The GFR was estimated (eGFR, µL/min) based on the serum creatinine <52 µmol/L and urea concentrations according to the published formula [59]:

eGFR = 880 × W^0.695 × C^−0.660 × U^−0.391

(1)

where W is weight (g), C is creatinine concentration (µmol/L) and U is urea (mmol/L).
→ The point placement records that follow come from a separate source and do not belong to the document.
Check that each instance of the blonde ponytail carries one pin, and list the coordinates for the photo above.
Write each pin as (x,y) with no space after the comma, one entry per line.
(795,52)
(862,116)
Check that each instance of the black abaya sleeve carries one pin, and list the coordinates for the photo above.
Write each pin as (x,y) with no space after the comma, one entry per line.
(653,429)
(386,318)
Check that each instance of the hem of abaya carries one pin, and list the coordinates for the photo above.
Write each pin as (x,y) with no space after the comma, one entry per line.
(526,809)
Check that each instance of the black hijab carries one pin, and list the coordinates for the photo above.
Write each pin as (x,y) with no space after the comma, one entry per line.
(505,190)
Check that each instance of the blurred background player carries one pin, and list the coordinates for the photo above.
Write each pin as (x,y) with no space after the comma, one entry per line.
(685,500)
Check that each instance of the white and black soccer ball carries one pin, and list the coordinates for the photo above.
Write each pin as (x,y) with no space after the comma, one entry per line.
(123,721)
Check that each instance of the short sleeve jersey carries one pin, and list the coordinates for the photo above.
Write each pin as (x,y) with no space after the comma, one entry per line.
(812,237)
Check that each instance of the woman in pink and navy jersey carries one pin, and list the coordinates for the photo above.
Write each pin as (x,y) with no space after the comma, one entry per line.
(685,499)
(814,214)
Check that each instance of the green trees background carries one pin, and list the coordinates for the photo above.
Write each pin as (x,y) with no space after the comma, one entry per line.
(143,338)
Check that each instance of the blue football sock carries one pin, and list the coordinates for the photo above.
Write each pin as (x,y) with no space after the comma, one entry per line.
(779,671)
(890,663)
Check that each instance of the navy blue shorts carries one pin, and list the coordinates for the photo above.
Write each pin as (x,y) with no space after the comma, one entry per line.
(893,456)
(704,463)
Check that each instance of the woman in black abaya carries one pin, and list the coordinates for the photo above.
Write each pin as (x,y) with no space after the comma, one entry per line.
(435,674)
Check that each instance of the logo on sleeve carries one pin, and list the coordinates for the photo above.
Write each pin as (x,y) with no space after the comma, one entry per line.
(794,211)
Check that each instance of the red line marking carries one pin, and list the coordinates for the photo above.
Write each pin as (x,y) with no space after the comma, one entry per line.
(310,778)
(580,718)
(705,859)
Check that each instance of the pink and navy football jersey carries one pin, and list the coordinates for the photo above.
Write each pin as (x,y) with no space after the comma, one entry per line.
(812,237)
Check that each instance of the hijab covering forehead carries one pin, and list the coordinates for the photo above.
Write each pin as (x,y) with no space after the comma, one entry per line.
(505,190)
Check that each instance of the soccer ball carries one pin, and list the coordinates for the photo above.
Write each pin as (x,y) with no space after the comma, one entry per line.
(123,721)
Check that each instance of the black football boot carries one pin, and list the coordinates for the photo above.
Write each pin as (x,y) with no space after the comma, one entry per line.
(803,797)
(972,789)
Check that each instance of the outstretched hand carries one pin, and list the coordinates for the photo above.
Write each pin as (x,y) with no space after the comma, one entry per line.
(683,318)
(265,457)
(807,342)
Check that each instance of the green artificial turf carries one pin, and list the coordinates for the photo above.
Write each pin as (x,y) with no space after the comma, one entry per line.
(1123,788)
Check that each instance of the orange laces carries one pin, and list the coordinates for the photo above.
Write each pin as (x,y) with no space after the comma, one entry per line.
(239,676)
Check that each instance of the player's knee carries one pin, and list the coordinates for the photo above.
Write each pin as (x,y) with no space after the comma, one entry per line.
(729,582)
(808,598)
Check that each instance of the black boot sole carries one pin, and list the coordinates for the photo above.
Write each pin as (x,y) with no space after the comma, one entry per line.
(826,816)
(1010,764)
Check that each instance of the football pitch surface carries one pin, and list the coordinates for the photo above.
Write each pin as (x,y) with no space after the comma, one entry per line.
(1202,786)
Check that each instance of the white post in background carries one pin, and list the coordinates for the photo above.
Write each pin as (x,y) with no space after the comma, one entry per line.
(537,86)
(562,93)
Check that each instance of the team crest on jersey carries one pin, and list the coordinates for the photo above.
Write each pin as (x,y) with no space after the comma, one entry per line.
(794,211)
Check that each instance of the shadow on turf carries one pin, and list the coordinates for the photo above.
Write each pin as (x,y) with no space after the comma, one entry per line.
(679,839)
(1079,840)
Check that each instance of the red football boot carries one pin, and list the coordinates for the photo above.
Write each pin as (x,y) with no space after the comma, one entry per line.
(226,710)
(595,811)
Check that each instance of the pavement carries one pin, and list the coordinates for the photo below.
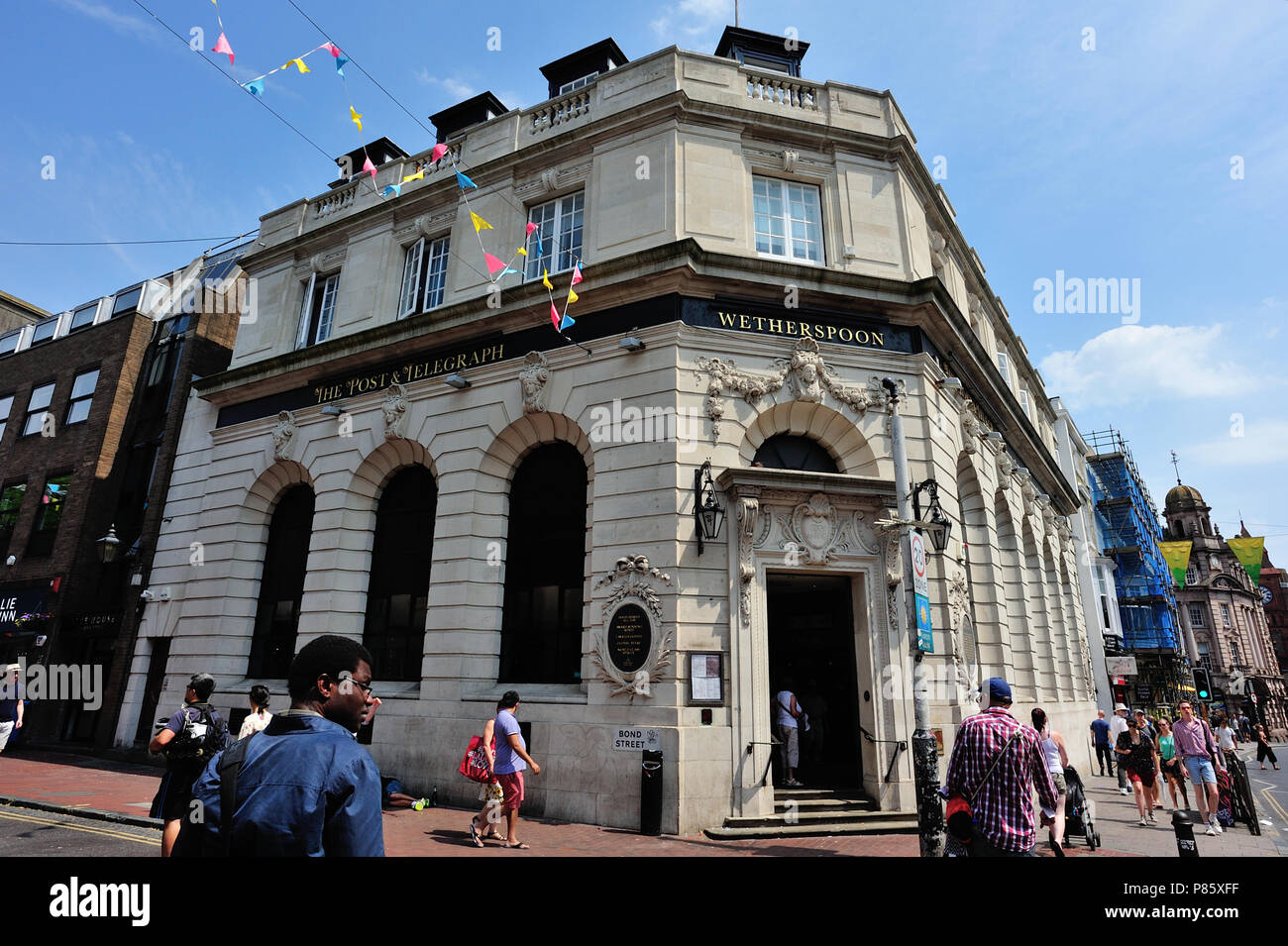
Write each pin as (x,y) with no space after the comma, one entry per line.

4.10. Nutrition Variable Analysis

The variables were calculated using the following formulas: feed efficiency ratio = (body weight gain/food intake) × 100; efficiency of food utilisation for body weight = weight gain/daily kilocalories eaten; specific rate of body mass gain = (final body weight—initial body weight)/initial body weight.

4.11. Statistical Analysis

Statistical analyses were performed using Statistica 13.3 (TIBCO Software, Palo Alto, CA, USA) and GraphPad Prism 5.0 (GraphPad Software, San Diego, CA, USA). A Shapiro–Wilk test was used to test the determined the normality of the distribution of variables; continuous variables were expressed as mean ±SE (standard error) or median and 25th and 75th percentile. The statistical significance of the differences between the groups was determined with an unpaired t-test or Mann–Whitney U-test. A paired t-test or Wilcoxon test was used to compare the values of the two related samples. The statistical significance between the groups was determined using two-way or one-way ANOVA and post hoc Tukey’s multiple comparisons. Differences were considered significant for p < 0.05.

4.12. Materials

The streptozotocin and Triton X-100 were purchased from Merck KGaA (Darmstadt, Germany). The suramin sodium was purchased from Santa Cruz Biotechnology (Dallas, TX, USA, Cat. No. SC-507209). The protease inhibitor cocktail, BSA, acetylcholine chloride, phenylephrine hydrochloride and Tween-20 were purchased from Sigma-Aldrich (Saint Louis, MO, USA). All the other agents were purchased from Avantor Performance Material Poland S.A. (Gliwice, Poland).